How should we go about resolving this? These are my thoughts:
WYSIWYG editing
I think that firstly the WYSIWYG module should be in core. Not only that but for most of this, I think the best solution would involve selecting one of the two main WYSIWYG editors to use in core, either TinyMCE or CKEditor. It seems crazy to me that so much work goes into trying to make a generic system so that any editor can be supported, when that time could be spent on making the WYSIWYG editor experience awesome. End users don’t care what editor they’re using they just want to get their content onto the website, quickly with all the formatting, imagery they need. Anything that makes this difficult puts people off using the CMS and by consequence makes the website worst, either less frequently updated or left to a few people in the organisation who take the time to learn the system.
Although this won’t appeal to everyone, people with use cases that require other WYSIWYG editors, or no WYSIWYG editor can disable the module and implement their own. I think having this out of the box would make the learning curve to getting a basic website up and running minimal, as I suspect this is one of the first things any new Drupal user tries to setup.
Configuring the editor should also be simple, content editors shouldn’t need to know about filters, and enabling an option for the editor should allow it through on the filters.

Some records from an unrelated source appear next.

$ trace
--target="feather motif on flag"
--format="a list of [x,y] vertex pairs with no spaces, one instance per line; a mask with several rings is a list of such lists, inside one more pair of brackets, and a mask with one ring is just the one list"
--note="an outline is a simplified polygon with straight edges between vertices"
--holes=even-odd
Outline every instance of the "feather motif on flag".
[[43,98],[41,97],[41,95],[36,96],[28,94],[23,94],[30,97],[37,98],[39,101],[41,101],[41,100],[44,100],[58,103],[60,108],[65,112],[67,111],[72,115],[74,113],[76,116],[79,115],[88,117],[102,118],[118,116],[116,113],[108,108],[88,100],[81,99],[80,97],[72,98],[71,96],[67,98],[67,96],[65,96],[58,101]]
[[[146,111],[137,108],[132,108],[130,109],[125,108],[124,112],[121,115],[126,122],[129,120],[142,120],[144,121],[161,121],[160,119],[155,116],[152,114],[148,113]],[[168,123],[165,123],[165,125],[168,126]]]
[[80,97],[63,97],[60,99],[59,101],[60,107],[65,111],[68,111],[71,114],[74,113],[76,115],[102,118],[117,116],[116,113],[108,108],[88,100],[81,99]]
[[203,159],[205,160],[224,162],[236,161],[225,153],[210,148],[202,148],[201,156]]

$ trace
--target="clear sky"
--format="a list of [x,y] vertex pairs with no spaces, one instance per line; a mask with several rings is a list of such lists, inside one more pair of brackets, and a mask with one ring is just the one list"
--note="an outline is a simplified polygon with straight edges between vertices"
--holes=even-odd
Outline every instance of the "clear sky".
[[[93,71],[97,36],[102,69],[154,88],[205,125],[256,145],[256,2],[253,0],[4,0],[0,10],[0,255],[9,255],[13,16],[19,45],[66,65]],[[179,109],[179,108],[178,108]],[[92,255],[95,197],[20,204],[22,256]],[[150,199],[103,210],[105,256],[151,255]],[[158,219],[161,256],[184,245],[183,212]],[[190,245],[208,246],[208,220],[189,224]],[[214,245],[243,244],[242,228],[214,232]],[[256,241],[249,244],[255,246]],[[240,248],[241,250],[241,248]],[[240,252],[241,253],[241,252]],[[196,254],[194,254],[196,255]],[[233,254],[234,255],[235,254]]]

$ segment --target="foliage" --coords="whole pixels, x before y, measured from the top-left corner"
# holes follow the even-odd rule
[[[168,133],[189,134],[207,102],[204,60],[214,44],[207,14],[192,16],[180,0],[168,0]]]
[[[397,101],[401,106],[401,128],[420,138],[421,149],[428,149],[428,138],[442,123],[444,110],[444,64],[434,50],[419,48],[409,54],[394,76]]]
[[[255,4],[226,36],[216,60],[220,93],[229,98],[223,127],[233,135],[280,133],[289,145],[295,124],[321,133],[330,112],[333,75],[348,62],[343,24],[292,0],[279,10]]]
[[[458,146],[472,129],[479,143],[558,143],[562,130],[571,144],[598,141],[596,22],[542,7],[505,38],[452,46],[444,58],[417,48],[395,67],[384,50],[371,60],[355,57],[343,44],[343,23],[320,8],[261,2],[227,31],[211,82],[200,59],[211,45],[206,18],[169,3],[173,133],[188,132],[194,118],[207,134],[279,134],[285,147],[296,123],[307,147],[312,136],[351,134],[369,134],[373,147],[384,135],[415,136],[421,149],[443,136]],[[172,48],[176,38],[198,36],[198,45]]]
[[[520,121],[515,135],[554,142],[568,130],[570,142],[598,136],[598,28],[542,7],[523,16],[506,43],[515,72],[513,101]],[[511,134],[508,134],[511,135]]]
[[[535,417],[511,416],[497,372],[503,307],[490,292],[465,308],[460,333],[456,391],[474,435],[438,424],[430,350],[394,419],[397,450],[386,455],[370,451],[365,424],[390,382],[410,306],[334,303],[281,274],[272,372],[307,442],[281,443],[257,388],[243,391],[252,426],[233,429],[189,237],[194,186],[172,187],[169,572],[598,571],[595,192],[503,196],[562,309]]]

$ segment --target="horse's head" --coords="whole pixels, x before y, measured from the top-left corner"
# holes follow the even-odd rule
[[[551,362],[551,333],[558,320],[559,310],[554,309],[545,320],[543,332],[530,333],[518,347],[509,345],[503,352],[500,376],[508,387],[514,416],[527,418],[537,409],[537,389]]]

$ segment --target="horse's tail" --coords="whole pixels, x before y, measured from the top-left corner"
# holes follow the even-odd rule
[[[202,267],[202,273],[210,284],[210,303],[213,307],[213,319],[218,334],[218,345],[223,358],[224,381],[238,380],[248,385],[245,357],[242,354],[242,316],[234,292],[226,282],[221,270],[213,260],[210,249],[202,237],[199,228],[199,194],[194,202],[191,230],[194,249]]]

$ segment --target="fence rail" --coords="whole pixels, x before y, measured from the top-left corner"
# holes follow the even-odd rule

Managing media and file attachments
Drupal should have files and media in core, in such a way that you can quickly upload images to the website and add them into content, inline, with or without captions on images. The ideal experience would be to do this through the WYSIWYG editor. Even if the images are stored as nodes, it should be possible to have an inline media upload that creates the node and requires the user to fill in any fields or other data required on the node to upload the image. If the image you want is attached to another node you should be able to browse or search the media library to find the file and attach it, again through an interface in the WYSIWYG editor. The same should be true for file attachments, videos, audio, etc.
Managing the links in content areas between content and from content to media and maintaining site consistenc.
Another key content management feature is linking between pages, it should be possible to link to another page on the site in content areas. This would need some sort of popup with browse and search options to find the content page to link to. Currently something like node_picker will do this, although my last experiment with that module found it to be quite buggy. This may not be a problem with the latest version.
The other problem exists that these links are unmanaged, Drupal doesn’t examine the html blobs that exist in content so it isn’t aware that content A links to content B. Or content A contains image C. Because of this it’s possible to change a URL alias or delete an image or page that is being linked to from elsewhere on the site. Other CMS’ manage this in a variety of different ways. Some prevent you from deleting a page that is linked to from elsewhere until the links are removed or repointed, or at least warn you that page A is linking to this page so you know you are creating dead links.
This becomes quite a complex issue to deal with. Do we parse the HTML and update a table of which pages are linked to from this current page? Do we search for links in the pages of the site when deleting or moving a page or media item, which sounds like a bad ideas to me? Do we store links as tokens in the page and create the html when the node is viewed, not outputting the link if the page being linked to no longer exists?
Managing revisions and workflow
This is something that is probably better suited to a contrib module as I think it’s a more advanced CMS requirement. My first thought was the content_moderation module, but having seen Workbench at Drupalcon London, I think that module meets all the requirements I had for this element. My fundamental requirement is a way of editing content without it immediately going live, and without making the page unpublished. Especially for large edits which may be completed in several visits to the page. In addition to this extending workflow to have approval steps before new content to go live is a common requirement on large CMS sites.